Punitive frequencies

The book also analyzes the division of punitive labor between subordinates (prison guards, general supervisors, non-commissioned officers, nurses) and the authorities (hospice and prison directors, principals, officers, doctors, etc.), but also the forms of delegation, through the recruitment of intermediaries among the imprisoned populations (convict foremen, prison provosts). The study of punitive frequencies proves particularly interesting to show how much punitiveness permeates institutional routine.

In the Villers-Cotterêts retirement home, from the 1950s to the 1970s, 25 to 30 % of residents are sanctioned, while in the central house of Fontevraud, between the end of XIXe century and late 1930s, 60s to 90s % of prisoners are (p. 100). Thus Jean C., a 28-year-old laborer, sentenced to three years in prison for theft, passes 68 % of his time in the cell block (260 days out of 373). In 1937-1938, he received 17 punishments for arrogance towards supervisors, poor behavior in the workshop, canteen trafficking, etc. Simone A., sentenced to five years’ imprisonment, also for theft, and transferred to Rennes in 1920, was punished 172 times in four years, among other things for gossiping (from 1839 until 1972, prisoners sentenced to more than a year were required to remain silent). She appears before the disciplinary courtroom on average every 20 days.

Perhaps it would have been interesting to devote a presentation to each of the institutions considered, which would have reduced the work of contextualizing each article and enlightened readers on the specificities and chronology specific to each institution. Certain elements would have deserved a firmer focus. We think in particular of the role of work, the weight of which the book underlines in the prisons of the XIXe century, but whose importance is difficult to grasp in psychiatric hospitals (p. 260) or retirement homes (p. 116).

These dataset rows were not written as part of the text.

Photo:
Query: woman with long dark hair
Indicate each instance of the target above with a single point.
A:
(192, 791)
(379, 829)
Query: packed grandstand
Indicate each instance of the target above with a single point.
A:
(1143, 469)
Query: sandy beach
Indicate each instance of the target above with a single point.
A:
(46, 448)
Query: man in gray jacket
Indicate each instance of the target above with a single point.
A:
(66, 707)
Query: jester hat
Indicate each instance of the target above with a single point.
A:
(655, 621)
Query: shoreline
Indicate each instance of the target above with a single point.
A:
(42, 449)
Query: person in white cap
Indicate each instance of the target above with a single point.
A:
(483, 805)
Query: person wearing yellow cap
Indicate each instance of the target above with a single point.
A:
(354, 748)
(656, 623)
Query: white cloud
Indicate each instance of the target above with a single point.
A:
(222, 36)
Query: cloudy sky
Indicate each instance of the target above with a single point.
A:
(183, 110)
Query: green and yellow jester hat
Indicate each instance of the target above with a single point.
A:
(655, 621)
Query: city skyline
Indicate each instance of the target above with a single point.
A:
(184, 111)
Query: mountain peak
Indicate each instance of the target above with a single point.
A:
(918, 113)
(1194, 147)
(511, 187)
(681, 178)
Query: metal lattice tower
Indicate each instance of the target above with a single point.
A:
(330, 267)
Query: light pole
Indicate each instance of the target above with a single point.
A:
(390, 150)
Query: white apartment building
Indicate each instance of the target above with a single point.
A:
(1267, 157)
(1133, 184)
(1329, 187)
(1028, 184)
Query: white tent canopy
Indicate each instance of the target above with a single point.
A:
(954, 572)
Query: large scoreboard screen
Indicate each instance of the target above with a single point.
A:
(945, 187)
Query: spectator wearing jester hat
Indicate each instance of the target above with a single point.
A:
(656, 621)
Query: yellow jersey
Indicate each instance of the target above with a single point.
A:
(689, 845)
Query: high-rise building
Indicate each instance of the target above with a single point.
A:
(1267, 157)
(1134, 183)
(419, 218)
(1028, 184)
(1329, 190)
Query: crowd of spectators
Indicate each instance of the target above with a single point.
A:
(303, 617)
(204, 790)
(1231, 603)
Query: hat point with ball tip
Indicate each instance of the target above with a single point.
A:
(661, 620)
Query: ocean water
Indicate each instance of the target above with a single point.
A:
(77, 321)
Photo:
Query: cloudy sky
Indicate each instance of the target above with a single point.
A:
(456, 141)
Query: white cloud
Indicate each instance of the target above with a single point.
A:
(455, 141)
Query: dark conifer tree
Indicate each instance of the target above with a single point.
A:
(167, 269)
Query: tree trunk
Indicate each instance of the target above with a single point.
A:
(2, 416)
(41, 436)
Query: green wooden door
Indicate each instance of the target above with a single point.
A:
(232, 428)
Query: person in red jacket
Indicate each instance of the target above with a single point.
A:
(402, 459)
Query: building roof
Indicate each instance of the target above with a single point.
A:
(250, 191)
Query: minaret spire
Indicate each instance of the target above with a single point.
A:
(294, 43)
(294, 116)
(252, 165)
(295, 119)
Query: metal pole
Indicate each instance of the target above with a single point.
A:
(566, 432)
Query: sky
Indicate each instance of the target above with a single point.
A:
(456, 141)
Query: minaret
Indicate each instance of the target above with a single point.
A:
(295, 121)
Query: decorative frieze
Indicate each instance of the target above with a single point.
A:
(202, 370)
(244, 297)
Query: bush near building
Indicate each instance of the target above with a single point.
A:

Furthermore, certain comparison choices are less convincing than others. So it is with the chapter on repression in the asylum and the convent, in which the choice (to examine convent discipline) of the company of the Daughters of Charity seems less relevant than other types of congregations. We think of the strictly cloistered orders or the Congregation of the Good Shepherd, halfway between the convent and the prison.

This pitfall, which is the reflection and the result of the current state of French research on disciplinary institutions, in no way obscures the interest of this abundant work, which opens numerous avenues. Among them, let us cite the way in which economic issues shape punishment: the chronic lack of agents explains the massive use of monetary deductions in prison and, conversely, the low use of the straitjacket in the asylum, because it places the patient in a situation of semi-immobility and makes him too dependent on caregivers. The book also invites further exploration of the influence of gender or race in the punitive economy.